Usando Google Street View, los investigadores realizaron una caminata virtual a través de cada uno de los vecindarios de Chicago del participante de la investigación, y un código para los indicadores de peligro o desorden en el vecindario, que incluye evidencia de graffiti, autos o barras abandonados o abandonados en ventanas y puertas, y abandonados o viviendas tapiadas.

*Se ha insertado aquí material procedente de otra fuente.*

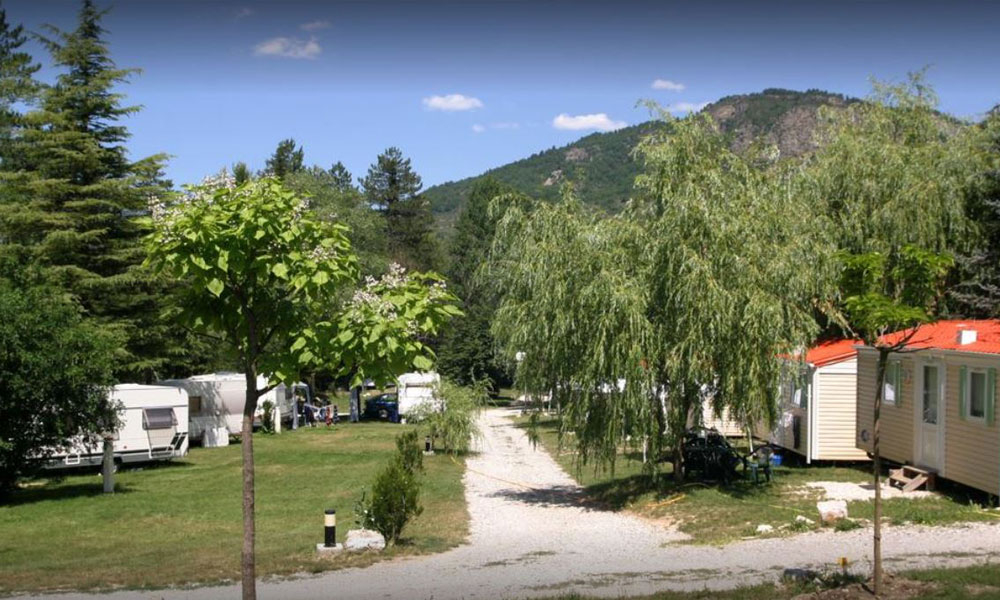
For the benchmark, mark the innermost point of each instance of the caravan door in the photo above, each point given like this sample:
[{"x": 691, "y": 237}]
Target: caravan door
[{"x": 929, "y": 413}]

Eso les dio un indicador más objetivo del nivel de peligro y desorden en el vecindario que un participante probablemente experimente a diario al caminar a lugares desde su hogar.
Luego entrevistaron a los niños sobre sus relaciones familiares y codificaron la cantidad de apoyo, confianza y conflicto que estaba presente, y midieron una variedad de resultados de asma (clínicos, de comportamiento y biológicos) en estos niños.

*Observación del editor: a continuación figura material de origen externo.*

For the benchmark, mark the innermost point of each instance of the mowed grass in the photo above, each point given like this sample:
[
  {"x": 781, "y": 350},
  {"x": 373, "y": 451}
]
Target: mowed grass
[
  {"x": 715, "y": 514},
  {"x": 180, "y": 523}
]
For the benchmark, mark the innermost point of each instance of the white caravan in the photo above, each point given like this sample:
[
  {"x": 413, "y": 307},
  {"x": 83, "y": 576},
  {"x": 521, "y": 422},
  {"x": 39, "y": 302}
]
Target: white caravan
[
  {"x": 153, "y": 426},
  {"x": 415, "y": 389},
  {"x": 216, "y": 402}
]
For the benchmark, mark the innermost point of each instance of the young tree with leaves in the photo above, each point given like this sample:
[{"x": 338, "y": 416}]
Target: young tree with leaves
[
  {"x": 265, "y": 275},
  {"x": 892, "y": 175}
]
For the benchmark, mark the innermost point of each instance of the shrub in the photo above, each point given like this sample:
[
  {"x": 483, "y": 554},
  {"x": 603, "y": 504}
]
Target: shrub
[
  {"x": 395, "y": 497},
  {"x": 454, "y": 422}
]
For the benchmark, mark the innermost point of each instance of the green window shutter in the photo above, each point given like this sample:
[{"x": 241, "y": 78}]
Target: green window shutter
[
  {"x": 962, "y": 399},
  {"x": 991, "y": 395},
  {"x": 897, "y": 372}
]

«Encontramos interacciones significativas entre las condiciones del vecindario y la calidad de las relaciones familiares que predicen los resultados clínicos del asma», dijo Edith Chen, profesora de psicología en la Facultad de Artes y Ciencias de Weinberg en NU y autora principal del estudio. «Cuando los niños vivían en vecindarios con alto peligro y desorden, mejores eran sus relaciones familiares, menos síntomas y limitaciones de actividad tenían, y mejor era su función pulmonar».